One of these revolved around the issue of drinking wine, a Christian custom that his French guests thought a kind of sacred duty. The visiting Moroccan set out to disabuse them of such a notion:
“One day before sunset, I walked to the judge’s house to attend to some formalities. The judge said, ‘Would you like to have dinner with us?’
‘I am not permitted to eat some of your foods,’ I replied.
‘We will give you only what you are permitted. We have a visitor from among the nobility of the kingdom. We would like to have you.’
It was the evening of the Prophet’s birth day — God’s prayers and peace be upon him — of the year 1021 [May 13, 1612]. I soon realized that the judge was eager to discuss religious matters before his guest, for the notables among the ‘ifranj’ [French] enjoy discussing recondite matters. So I entered and was given a chair like their’s, with the table between us…
We were in their fast days. So they started talking to each other, hoping to find something to say. But they could not find anything to support their argument. So the judge changed the subject. He said, ‘What was the reason that your prophet prohibited wine?’
‘God almighty prohibited it because the greatest gift He gave to the descendants of Adam is reason,’ I said to him. ‘Wine overcomes reason, which is the worst thing that can happen to a man.’
‘Even among us,’ he said, ‘it is prohibited that man drink to inebriation,’

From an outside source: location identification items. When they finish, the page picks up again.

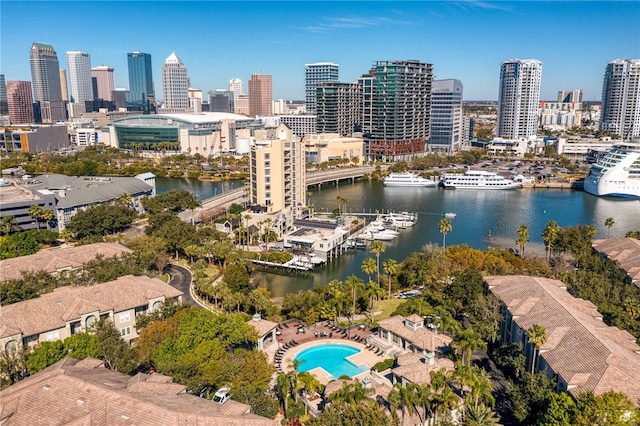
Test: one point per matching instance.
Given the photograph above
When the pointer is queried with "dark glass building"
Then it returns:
(141, 96)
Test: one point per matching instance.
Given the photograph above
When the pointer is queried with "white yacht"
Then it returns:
(407, 179)
(479, 179)
(617, 173)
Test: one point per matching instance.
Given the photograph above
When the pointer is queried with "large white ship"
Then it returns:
(617, 173)
(407, 179)
(479, 179)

‘It seems to me that it was prohibited in the Gospel,’ I said, ‘but you did not notice the reference.’
‘Where is the reference?’ they asked.
‘In the invocation that our Sayyid Issa [Sayyidna Issa], peace be upon him, told you to use, and which begins, ‘Our father in heaven,’ until you say, ‘Do not lead us into temptation,’ and they are the more numerous. The first is to me the accurate one.’
‘We have this [invocation],’ they said.
‘Is it permissible to hold temptation in your hand and then pray that God not let you fall for it? For if you add a little wine to what is customary, reason will be overcome, and if reason is overcome, you will fall into temptation, despite asking God not to let you fall.’
‘We drink moderately so that our reason won’t be overcome,’ he said.
‘I believe,’ I said to them, ‘that judges, scholars and noblemen like you want to be just and to avoid lying and committing falsehood. Can you swear by your religion that you never overdrink and [thus have never] lost control of your reason?’
They laughed and started talking among each other, and by their laughter, they admitted what they saw in themselves that they have frequently fallen into temptation because of excessive drinking.
‘Wine brings disease and lethargy to the drinker,’ I said …, ‘while water brings health.’ I then said to them, ‘I read in the Gospels that any angel from God came tot he prophet Zacharias, peace be upon him, and said to him, ‘‘God has accepted your prayer and your wife, Elizabeth, will have a son with you who will be named John [Yuhanna]. And you will have great joy and jubilation. People will rejoice in his birth and he will be great before the Lord, neither drinking wine nor any other intoxicant.†Is this not in your Gospel?’
‘Yes,’ they said, ‘it is so.’
I said, ‘What the angel of God said about the child not drinking wine or any intoxicant – is that to be viewed as a defect or a sign of perfection?’
‘It is perfection in him,’ they said.
‘And it is also perfection in our religion,’ I said to them, ‘that we do not drink wine or any intoxicants.’
Touché. I don’t know about you, but I’’ll drink to that …
Excerpts from Nabil Matar, editor, In the Lands of the Christians: Arabic Travel Writing in the Seventeenth Century, London, Routledge, 2003, pp. 8-11.